L’interaction qui est l’une des clés de la théorie de la justice réparatrice permettrait ainsi la production d’un savoir partagé sur ce qui s’est passé – c’est-à-dire à la fois sur la matérialité de la réalisation de l’acte injuste (l’infliction du mal) et sur l’ensemble des motivations qui ont présidé à la réalisation -, mais également la production de nouveaux affects. Et elle favoriserait ensuite la prévention de la criminalité[22]. En ce sens, l’interaction permettrait de produire véritablement un savoir commun qui relève d’une production civile, non-experte, même si elle est médiatisée institutionnellement par des commissions. Cela permettrait ainsi de déjouer d’une certaine manière le diagnostic foucaldien de savoir-pouvoir attestant du caractère hégémonique de positions d’énonciations de savoir exogènes à ceux qui sont qui sont concernés par ce même savoir.

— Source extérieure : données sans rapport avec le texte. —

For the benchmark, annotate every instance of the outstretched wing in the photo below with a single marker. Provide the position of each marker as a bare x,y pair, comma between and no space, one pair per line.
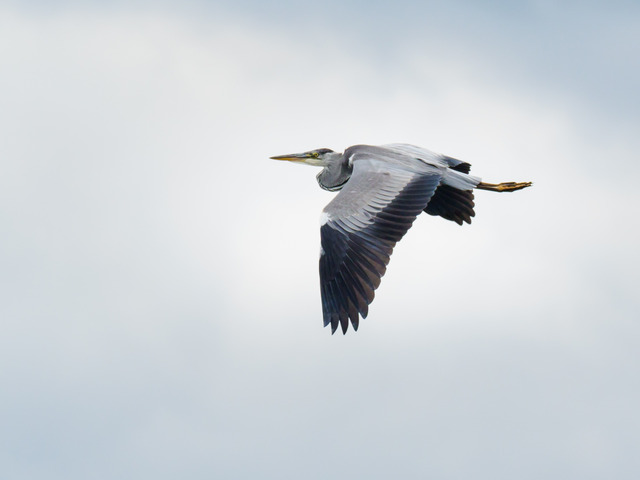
359,229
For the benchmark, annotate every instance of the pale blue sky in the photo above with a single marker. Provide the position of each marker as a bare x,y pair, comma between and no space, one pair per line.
160,306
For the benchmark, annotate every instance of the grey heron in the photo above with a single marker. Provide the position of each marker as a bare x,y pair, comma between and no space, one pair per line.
382,191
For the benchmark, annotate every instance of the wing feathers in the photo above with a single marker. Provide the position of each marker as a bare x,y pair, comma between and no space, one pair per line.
358,241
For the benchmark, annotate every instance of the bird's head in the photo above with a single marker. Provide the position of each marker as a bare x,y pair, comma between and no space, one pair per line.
318,158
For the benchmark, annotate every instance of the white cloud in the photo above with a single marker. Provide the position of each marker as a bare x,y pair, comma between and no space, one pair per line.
162,312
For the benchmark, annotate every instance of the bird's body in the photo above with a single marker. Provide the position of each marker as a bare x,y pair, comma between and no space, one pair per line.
382,191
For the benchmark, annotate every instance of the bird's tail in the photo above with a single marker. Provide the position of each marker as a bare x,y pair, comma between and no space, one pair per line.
503,187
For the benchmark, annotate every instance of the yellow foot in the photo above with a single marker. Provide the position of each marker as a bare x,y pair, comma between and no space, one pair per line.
503,187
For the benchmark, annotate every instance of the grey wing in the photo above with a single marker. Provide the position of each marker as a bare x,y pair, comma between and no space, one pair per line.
359,229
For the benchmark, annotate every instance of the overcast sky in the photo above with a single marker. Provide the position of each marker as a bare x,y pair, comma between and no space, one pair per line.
159,301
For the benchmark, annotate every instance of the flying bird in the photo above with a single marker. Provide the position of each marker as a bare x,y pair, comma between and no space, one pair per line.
382,191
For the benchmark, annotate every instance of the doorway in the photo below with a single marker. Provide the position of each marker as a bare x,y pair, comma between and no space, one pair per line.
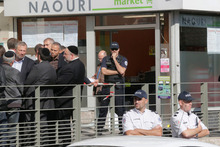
138,46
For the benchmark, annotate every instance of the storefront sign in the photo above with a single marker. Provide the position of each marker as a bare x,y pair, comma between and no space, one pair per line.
199,21
66,7
164,65
164,87
213,40
64,32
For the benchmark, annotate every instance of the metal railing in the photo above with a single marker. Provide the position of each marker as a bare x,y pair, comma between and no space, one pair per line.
83,122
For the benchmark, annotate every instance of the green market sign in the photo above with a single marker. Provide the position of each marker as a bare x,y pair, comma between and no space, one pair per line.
67,7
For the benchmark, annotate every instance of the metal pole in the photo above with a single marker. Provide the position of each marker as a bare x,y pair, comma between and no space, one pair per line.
204,103
37,114
77,112
146,89
112,109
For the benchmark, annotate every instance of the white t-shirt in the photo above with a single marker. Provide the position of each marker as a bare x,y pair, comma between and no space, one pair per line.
134,119
182,121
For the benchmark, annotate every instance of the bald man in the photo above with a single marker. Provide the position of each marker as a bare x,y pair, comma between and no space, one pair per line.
48,43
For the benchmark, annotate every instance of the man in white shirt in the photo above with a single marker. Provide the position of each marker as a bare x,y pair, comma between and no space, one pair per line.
141,121
22,63
184,123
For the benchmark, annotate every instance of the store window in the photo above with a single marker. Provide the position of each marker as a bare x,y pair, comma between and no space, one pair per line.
199,53
111,20
65,30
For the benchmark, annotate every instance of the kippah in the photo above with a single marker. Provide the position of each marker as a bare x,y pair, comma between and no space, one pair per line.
9,54
73,49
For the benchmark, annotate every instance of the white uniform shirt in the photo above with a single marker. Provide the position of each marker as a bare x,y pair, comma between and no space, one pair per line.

Il semblerait ainsi que cette production de savoir commun propre à la justice réparatrice ait pris exemplairement la forme des commissions de vérités et réconciliation dans le cadre de ce que l’on a appelé la justice transitionnelle[23], qui consiste à proposer une alternative à la pénalité dans le cadre de sociétés déchirées par des conflits internes que ce soit suite à un régime ségrégationniste comme en Afrique du Sud, un régime dictatorial comme en Argentine ou encore à une guerre civile comme au Rwanda.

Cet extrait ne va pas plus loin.